Different types of autism disorders share abnormal pattern of brain cells

UCLA researchers say changes in brain cells could be key to understanding, treating the disease

UCLA scientists and their colleagues have found evidence that an abnormal pattern of brain cells is common in people with different types of autism disorders.

The abnormal pattern discovered in the study, reported today in the online edition of the journal Cell, concerns a certain type of “epigenetic mark,” a chemical modification that occurs frequently on chromosomes and helps regulate the activity of nearby genes.
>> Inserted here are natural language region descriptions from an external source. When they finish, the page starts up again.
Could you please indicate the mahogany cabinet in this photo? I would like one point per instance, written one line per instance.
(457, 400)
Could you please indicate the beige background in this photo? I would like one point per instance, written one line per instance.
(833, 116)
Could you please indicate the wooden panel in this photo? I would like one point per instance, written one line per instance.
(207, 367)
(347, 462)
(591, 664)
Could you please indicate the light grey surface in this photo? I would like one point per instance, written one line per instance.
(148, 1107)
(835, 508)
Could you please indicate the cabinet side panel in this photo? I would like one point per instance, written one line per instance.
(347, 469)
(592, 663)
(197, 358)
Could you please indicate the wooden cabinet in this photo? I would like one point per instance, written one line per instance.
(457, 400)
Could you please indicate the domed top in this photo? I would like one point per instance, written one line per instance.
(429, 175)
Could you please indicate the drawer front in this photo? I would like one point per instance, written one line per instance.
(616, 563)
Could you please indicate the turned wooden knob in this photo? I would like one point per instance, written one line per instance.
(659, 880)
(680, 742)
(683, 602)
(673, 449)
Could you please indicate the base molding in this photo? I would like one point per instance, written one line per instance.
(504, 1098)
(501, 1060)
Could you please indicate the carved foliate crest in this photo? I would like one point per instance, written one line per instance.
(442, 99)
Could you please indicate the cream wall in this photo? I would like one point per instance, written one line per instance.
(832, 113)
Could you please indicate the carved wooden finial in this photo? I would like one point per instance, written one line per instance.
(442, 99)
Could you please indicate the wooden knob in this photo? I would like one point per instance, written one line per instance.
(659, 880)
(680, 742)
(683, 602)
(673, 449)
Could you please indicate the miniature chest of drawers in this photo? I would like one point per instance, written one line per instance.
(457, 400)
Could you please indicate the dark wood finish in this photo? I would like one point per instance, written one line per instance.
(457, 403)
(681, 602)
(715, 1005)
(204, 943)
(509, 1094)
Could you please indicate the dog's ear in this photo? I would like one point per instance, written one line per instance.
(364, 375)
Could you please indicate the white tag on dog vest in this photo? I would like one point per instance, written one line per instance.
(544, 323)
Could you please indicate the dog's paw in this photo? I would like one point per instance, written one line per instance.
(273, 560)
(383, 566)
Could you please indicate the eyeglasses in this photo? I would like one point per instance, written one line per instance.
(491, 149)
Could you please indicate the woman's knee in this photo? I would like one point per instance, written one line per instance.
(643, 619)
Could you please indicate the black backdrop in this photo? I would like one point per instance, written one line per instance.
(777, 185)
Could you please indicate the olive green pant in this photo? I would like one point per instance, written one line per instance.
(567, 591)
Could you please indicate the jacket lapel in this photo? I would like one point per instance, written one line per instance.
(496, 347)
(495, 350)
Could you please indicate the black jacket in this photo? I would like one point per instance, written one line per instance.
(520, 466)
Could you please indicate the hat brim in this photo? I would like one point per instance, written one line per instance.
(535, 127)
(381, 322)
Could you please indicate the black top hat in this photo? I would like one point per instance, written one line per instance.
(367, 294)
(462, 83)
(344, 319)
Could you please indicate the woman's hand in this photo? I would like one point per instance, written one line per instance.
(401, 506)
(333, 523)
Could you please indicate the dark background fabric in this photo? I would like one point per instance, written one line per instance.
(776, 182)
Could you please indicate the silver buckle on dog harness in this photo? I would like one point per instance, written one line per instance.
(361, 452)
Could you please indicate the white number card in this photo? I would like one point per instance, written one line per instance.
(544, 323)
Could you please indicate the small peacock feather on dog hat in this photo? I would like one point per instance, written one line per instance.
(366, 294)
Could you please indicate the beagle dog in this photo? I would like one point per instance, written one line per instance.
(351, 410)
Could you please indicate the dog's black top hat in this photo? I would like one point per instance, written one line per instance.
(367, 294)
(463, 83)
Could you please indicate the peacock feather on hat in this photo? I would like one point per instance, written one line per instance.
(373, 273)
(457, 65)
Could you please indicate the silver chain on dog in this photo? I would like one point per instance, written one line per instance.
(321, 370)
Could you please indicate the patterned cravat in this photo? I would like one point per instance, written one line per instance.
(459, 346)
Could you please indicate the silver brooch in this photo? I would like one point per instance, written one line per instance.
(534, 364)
The findings suggest that although autism disorders have multiple causes, they mostly involve problems in a common set of biological pathways, which are actions among certain molecules within a cell that lead to specific changes such as turning genes on or off, or assembling new molecules. The findings may lead to a better understanding of how autism disorders arise, and perhaps one day to the development of drugs that target some of these aberrant pathways.

“The uniformity of this abnormal pattern in the autism samples was surprising, given that these samples were from people whose autism was known to have different causes,” said Dr. Daniel Geschwind, study co-senior author and the Gordon and Virginia MacDonald Distinguished Chair in Human Genetics at the David Geffen School of Medicine at UCLA. “It suggests the possibility that different factors can cause autism disorders through a set of common pathways.”

Geschwind and colleagues Shyam Prabhakar, of the Genome Institute of Singapore, and Jonathan Mill, of the University of Exeter Medical School in England, evaluated brain tissue of 45 people who had autism spectrum disorders and 49 who did not. The team mapped one specific type of epigenetic mark called “histone acetylation.”

Epigenetic abnormalities are certainly plausible suspects in autism disorders, said Geschwind, who is also professor of neurology and psychiatry at UCLA. They are not only extremely common — occurring in about one of every 68 American children — but also have no known cause in the vast majority of cases.

In the study, mapping of histone acetylation marks revealed the same broad pattern or “signature” of abnormality in more than 80 percent of the samples from the cerebral cortexes of the autism cases, compared to the non-autism cases. The cortex, the most advanced brain region, is the one that appears to be most affected in autism disorders. The abnormal pattern, which did not appear in samples from other parts of the brain, involved changes at more than 5,000 locations on the human genome.

Scientists have only recently begun to conduct systematic investigations of epigenetic abnormalities in people, but they have already found that these abnormal chemical modifications contribute to cancers and other important diseases. This study was the first to map this type of epigenetic mark across the genome in a human disease.

“Thus, in addition to its value to autism research, this work paves the way for similar studies aimed at understanding other diseases,” Geschwind said.

The team now hopes to determine which of the many epigenetic abnormalities uncovered in the study are true causes of autism behaviors — and could thus be potential targets for future autism drugs. Drugs that affect histone acetylation have already been developed as potential cancer treatments, and some older psychiatric drugs also influence histone acetylation.

Other co-authors were Ricardo Cruz-Herrera del Rosario of the Broad Institute of Harvard and MIT; Neelroop Parikshak and Grant Belgard of UCLA; Chloe Chung Yi Wong of King’s College, London; and lead authors Wenjie Sun and Jeremie Poschmann, and colleagues Hajira Shreen Hajan, Vibhor Kumar, Ramalakshmi Ramasamy, and Bavani Elanggovan, of the Genome Institute of Singapore.

Funding was provided by the National Institutes of Health and Singapore’s Agency for Science, Technology and Research.